Fuente: Wikipedia
A Dios se le ruega prácticamente por todo. Muchas veces las peticiones son contrarias al propio mensaje del Dios cristiano. Abundan los ejemplos de quien pide la destrucción de su enemigo para alcanzar el bien propio. Del mismo modo que se supone que la guerra es obra del diablo, ésta se justifica cuando la misión es noble y dedicada a proteger los valores de la Iglesia. Así, basta con declararse defensor de los valores más puros para poner a Dios de nuestro lado. Y en el seno de esa hipocresía se han justificado todas las atrocidades imaginables.

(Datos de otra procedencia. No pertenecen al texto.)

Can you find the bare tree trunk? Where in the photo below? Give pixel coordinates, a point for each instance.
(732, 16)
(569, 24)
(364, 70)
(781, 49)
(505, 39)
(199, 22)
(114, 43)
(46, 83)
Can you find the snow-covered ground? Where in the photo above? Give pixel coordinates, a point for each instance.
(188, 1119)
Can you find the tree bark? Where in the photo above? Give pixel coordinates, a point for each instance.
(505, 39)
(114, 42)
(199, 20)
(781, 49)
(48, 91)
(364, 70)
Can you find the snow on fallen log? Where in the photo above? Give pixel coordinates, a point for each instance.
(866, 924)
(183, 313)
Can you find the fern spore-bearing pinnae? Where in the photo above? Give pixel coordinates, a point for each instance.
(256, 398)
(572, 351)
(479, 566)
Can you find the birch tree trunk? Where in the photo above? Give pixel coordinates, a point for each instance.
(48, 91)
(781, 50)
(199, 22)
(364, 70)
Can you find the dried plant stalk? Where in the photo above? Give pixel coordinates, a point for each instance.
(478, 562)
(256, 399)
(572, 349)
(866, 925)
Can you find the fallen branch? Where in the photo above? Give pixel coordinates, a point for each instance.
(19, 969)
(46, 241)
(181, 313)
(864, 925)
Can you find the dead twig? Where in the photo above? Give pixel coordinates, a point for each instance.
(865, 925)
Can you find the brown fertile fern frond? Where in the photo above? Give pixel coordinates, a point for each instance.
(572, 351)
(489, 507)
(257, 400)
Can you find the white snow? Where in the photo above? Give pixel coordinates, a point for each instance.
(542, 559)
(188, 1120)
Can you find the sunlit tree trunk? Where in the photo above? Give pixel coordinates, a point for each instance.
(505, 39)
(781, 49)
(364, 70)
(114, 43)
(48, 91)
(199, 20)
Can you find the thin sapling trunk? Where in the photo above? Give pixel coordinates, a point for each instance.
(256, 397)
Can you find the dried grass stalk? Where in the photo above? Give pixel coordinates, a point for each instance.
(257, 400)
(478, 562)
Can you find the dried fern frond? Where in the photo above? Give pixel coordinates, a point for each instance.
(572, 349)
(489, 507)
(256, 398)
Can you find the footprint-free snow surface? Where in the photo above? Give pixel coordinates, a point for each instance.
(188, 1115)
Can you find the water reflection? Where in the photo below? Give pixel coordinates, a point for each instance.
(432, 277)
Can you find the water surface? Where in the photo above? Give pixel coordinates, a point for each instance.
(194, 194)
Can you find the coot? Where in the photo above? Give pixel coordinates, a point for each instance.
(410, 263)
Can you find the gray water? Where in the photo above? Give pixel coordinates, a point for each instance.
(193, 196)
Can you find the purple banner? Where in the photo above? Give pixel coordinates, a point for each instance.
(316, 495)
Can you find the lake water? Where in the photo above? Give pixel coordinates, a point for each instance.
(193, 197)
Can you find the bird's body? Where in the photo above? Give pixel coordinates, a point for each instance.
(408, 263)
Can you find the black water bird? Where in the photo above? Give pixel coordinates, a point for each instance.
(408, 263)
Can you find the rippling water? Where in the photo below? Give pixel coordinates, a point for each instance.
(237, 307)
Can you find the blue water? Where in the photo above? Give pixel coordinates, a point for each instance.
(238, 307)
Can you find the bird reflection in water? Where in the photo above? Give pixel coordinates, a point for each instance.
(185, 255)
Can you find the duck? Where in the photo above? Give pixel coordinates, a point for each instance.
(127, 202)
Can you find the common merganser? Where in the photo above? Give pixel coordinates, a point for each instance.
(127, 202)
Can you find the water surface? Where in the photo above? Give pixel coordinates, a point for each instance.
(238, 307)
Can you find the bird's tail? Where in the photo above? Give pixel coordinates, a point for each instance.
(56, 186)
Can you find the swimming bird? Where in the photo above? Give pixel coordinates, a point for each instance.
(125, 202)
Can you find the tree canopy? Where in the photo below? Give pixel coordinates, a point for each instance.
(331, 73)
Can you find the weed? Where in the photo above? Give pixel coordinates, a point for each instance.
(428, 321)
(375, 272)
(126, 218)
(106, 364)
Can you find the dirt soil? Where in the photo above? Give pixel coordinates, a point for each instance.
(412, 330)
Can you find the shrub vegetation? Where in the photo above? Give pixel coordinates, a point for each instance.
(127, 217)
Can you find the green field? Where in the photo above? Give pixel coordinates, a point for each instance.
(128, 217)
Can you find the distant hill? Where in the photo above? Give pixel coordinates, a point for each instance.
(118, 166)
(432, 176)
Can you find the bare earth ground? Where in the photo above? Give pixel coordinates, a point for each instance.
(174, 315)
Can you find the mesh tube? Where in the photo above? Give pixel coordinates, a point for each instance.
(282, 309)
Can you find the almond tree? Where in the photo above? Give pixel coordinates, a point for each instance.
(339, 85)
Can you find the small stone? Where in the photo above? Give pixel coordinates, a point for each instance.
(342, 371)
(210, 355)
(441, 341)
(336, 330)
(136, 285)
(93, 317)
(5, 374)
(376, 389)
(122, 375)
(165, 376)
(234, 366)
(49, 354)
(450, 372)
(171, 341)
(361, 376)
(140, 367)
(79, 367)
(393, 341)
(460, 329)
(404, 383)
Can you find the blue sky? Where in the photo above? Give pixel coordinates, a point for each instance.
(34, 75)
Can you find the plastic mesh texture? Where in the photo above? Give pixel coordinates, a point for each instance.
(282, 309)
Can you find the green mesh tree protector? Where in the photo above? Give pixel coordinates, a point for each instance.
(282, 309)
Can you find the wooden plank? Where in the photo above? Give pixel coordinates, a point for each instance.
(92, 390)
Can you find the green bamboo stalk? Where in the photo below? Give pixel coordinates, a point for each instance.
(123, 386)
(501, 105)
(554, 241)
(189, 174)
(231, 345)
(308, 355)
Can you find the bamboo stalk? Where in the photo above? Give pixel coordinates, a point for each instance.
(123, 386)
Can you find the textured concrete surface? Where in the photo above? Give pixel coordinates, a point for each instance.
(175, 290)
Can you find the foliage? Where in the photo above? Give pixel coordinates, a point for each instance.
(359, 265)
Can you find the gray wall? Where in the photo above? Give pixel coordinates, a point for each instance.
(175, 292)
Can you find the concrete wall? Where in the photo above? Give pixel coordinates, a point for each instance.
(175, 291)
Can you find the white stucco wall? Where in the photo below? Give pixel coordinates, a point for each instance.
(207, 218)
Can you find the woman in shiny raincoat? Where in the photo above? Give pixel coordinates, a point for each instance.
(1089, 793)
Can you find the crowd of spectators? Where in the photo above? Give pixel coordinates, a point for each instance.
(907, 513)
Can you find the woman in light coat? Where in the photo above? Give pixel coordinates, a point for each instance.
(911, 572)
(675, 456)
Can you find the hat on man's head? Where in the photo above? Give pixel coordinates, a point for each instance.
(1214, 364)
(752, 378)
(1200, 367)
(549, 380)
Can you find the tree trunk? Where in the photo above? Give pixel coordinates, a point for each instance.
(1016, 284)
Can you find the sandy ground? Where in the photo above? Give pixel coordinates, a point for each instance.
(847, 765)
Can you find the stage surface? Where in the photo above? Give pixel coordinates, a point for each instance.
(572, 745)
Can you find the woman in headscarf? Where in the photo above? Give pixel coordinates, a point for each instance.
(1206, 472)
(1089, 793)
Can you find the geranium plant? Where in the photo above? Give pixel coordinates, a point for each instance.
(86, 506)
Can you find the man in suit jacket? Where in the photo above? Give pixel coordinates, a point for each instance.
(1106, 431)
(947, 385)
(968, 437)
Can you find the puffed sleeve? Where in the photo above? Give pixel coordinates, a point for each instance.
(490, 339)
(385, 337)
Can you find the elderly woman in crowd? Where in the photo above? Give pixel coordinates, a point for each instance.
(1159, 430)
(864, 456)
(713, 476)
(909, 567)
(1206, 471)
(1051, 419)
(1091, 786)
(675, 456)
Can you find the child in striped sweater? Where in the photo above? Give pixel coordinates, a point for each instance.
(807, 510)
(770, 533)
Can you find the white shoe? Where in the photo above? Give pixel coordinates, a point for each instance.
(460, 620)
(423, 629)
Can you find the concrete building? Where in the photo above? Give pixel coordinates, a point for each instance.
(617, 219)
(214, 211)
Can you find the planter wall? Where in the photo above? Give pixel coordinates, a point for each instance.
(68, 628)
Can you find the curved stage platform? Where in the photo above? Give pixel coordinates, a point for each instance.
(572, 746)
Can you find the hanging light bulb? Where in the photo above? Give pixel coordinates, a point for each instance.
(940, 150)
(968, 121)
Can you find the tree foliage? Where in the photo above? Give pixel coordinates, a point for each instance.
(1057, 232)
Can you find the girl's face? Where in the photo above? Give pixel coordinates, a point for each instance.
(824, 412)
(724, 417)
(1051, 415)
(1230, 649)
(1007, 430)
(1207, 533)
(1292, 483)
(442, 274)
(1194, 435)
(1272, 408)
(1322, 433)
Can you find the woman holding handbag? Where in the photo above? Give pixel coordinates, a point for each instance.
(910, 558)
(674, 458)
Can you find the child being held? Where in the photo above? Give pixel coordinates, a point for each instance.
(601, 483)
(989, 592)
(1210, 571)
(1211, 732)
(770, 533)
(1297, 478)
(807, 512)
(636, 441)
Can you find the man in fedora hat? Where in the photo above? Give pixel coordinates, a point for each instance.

Mark Twain describió el horror de estos rezos despojandolos de su retórica habitual en un magistral discurso en «La oración de guerra«. En el altar una persona se dirige a todos para expresar en voz alta las verdaderas intenciones enmascaradas habitualmente con el lenguaje de la corrección y los eufemismos:
«Oh Señor, nuestro Padre, nuestros jóvenes patriotas, ídolos de nuestros corazones, salen a batallar. ¡Mantente cerca de ellos! Con ellos partimos también nosotros -en espíritu- dejando atrás la dulce paz de nuestros hogares para aniquilar al enemigo. ¡Oh Señor nuestro Dios, ayudanos a destrozar a sus soldados y convertirlos en despojos sangrientos con nuestros disparos; ayudanos a cubrir sus campos resplandecientes con la palidez de sus patriotas muertos; ayudanos a ahogar el trueno de sus cañones con los quejidos de sus heridos que se retuercen de dolor, ayudanos a destruir sus humildes viviendas con un huracán de fuego; ayudanos a acongojar los corazones de sus viudas inofensivas con aflicción inconsolable; ayudanos a echarlas de sus casas con sus niñitos para que deambulen desvalidos por la devastación de su tierra desolada, vestidos con harapos, hambrientos y sedientos, a merced de las llamas del sol de verano y los vientos helados del invierno, quebrados en espíritu, agotados por las penurias, te imploramos que tengan por refugio la tumba que se les niega -por el bien de nosotros que te adoramos, Señor-, acaba con sus esperanzas, arruina sus vidas, prolonga su amargo peregrinaje, haz que su andar sea una carga, inunda su camino con sus lágrimas, tiñe la nieve blanca con la sangre de las heridas de sus pies! Se lo pedimos, animados por el amor, a Aquel quien es Fuente de Amor, sempiterno y seguro refugio y amigo de todos aquellos que padecen. A Él, humildes y contritos, pedimos Su ayuda. Amén».
(Después de una pausa)
«Así es como lo habéis rezado. ¡Si todavía lo deseáis, hablad! El mensajero del Altísimo aguarda».
Más tarde se creyó que el hombre era un lunático porque no tenía sentido nada de lo que había dicho.